IL RESTAURO DELLE MOTO D’EPOCA: La verniciatura – Parte IV

Possiamo adesso procedere con la preparazione per la verniciatura finale.

È necessario, come prima operazione, effettuare la diluizione dello smalto nitro.

Questo va fatto perché è necessario raggiungere una giusta viscosità per poter effettuare la spruzzatura.

Consideriamo una base di diluente pari ai 6/10 dello smalto da diluire. Questa è appunto una base di partenza poiché quasi sicuramente ve ne servirà molto di più.

Per la scelta della marca attenetevi alle indicazioni date dal produttore dello smalto dato che l’uso di un diluente non adatto può creare delle irregolarità nella preparazione del prodotto col rischio di ottenere una verniciatura non uniforme o, nei casi peggiori, rovinare la finitura superficiale con la comparsa di zone “a buccia d’arancia” o sbiancate.

Usando troppo diluente, invece, rischiamo di andare ad intaccare il fondo o le mani precedenti.

La temperatura esterna influisce di molto sul nostro lavoro, se troppo bassa (meno di 15°C) c’è bisogno di aumentare la quantità di diluente ecco perché consiglio di fare questi lavori in primavera o comunque con una temperatura di circa 22°C.

Per la quantità di smalto da usare considerate che con 2/3 litri si riesce a verniciare una moto di medie dimensioni o uno scooter.

Ottenuta la giusta viscosità possiamo procedere con la spruzzatura.

Innanzitutto dobbiamo assicurarci di aver impostato la giusta pressione al nostro compressore in base al tipo di pistola che andremo ad utilizzare. Nel caso di pistola a caduta, con serbatoio in alto, si può usare una pressione di 3 atmosfere mentre con quelle aspirazione è necessaria una pressione maggiore, diciamo 5 atmosfere.

Andremo quindi a stendere diverse mani di prodotto dando il tempo, tra una passata e l’altra, di far evaporare il solvente e per questo devono passare almeno 20 minuti.

Se vogliamo ottenere una superficie perfettamente liscia e levigata possiamo, dopo alcuni giorni dall’applicazione dell’ultima mano, dare una passata di carta abrasiva (P1000 ad acqua) alla quale faremo seguire 2 mani di smalto molto diluito (dobbiamo aggiungere 3 parti di diluente per ogni parte di smalto) fino ad eliminare completamente le righe della levigatura e i segni di buccia d’arancia.

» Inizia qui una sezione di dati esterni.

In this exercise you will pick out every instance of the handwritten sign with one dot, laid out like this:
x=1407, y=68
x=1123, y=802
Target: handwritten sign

Fatto questo, dovremmo attendere che si asciughi il tutto(1/2 giorni) e poi dare una passata di pasta lucidante per ottenere un effetto lucido.

Ricordiamo che lo spessore della verniciatura deve essere tra i 40 e i 50 micron per ottenere una buona resistenza dello strato ed evitare, in caso di spessori maggiori, un’asciugatura non regolare che potrebbe causare l’ammorbidimento della vernice in caso di temperatura esterna molto elevata.